The Physical Therapy Exercise Prescription Framework: 10 Observational Essentials

Updated: Jan 11

Have you ever wondered how physical therapists decide what exercises to prescribe for your plan of care?


In this video blog series, we’ll be discussing the “10 Observational Essentials,” which are considerations for any movement or task analysis, or exercise prescription. Learning these ten essential concepts and “tweaks” can improve the variability of movements and exercise to help people prevent injuries, rehabilitate, and improve performance.

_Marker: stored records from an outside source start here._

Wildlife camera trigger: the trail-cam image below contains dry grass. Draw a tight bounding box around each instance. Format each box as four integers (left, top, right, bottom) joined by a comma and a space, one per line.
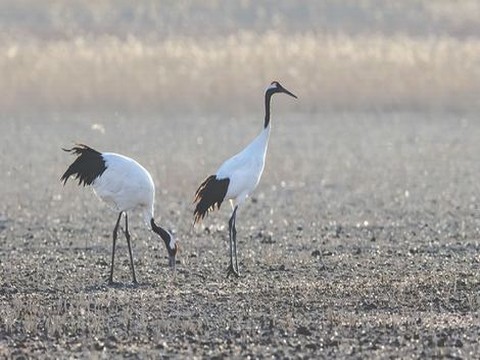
0, 32, 480, 111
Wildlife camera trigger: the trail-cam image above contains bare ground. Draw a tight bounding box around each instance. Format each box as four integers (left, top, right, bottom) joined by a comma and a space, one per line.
0, 112, 480, 358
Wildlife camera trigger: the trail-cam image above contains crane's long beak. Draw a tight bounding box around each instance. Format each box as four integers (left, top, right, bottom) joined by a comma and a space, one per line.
283, 88, 298, 99
168, 255, 177, 272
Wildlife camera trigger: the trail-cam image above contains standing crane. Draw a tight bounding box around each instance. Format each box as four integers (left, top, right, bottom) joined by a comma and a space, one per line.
193, 81, 297, 277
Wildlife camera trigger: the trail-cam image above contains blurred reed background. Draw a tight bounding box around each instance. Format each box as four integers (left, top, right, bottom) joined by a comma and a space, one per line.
0, 0, 480, 113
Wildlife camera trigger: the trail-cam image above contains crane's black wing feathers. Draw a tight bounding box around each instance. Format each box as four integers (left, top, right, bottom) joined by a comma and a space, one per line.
193, 175, 230, 224
60, 144, 107, 186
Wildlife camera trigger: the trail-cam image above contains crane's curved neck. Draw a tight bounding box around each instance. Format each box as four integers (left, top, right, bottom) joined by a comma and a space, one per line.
263, 90, 273, 129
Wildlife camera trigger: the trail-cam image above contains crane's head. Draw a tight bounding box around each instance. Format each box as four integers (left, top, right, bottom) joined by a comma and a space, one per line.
266, 81, 297, 99
150, 218, 178, 271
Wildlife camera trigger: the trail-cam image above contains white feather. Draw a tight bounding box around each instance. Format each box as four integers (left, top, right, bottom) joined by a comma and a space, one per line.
216, 126, 271, 204
92, 153, 155, 224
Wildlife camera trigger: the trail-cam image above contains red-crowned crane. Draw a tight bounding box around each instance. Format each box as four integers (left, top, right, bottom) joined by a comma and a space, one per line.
193, 81, 297, 277
61, 144, 177, 284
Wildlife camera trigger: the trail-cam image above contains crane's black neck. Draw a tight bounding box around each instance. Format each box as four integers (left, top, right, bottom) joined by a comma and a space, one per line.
263, 89, 274, 129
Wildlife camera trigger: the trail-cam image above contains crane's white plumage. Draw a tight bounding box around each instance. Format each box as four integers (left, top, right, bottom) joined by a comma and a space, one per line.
216, 125, 271, 205
92, 153, 155, 224
194, 81, 296, 276
61, 144, 177, 283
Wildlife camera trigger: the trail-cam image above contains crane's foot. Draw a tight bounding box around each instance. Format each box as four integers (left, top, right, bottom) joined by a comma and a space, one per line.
227, 264, 240, 278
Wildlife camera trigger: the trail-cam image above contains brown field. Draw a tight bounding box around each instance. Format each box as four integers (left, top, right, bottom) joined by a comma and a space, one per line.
0, 0, 480, 359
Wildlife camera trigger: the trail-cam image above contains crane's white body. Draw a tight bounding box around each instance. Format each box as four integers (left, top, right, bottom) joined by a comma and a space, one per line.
216, 124, 271, 205
92, 153, 155, 224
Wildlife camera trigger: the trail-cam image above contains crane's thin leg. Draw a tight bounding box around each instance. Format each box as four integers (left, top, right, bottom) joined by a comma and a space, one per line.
125, 213, 137, 284
232, 206, 240, 276
227, 207, 238, 277
108, 211, 122, 285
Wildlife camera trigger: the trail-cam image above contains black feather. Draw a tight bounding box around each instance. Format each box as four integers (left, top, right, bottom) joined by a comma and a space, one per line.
193, 175, 230, 224
60, 144, 107, 186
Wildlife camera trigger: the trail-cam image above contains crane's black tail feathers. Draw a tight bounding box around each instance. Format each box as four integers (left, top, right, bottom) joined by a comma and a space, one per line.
60, 144, 107, 186
193, 175, 230, 225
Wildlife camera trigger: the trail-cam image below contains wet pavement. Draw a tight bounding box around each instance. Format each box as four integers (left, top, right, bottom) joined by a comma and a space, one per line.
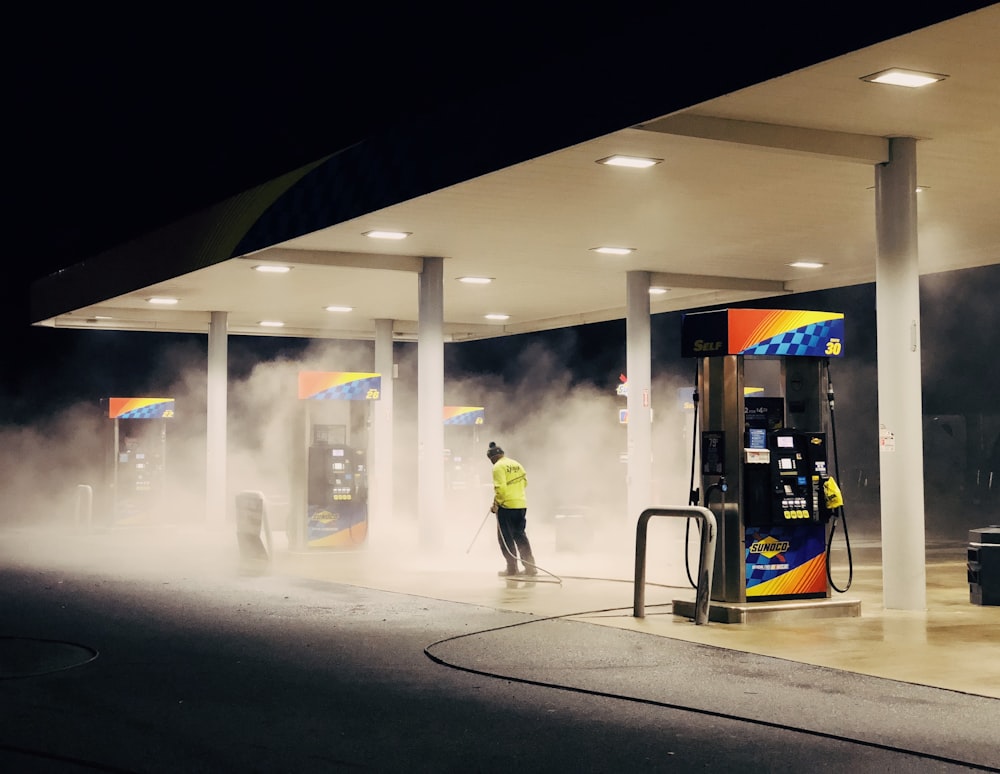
0, 529, 1000, 772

There’s no such thing as a bad exercise, only poorly-prescribed exercises. I think modifying and tweaking these ten components is what sets Applied Functional Science (AFS) apart and makes it different and unique. When rationalizing exercise prescription, the answer shouldn’t be, “I saw it online, it’s on the protocol, it looked cool," but instead using these 10 tweaks to create the desired chain reaction to improve function. The first of these observation essentials is action.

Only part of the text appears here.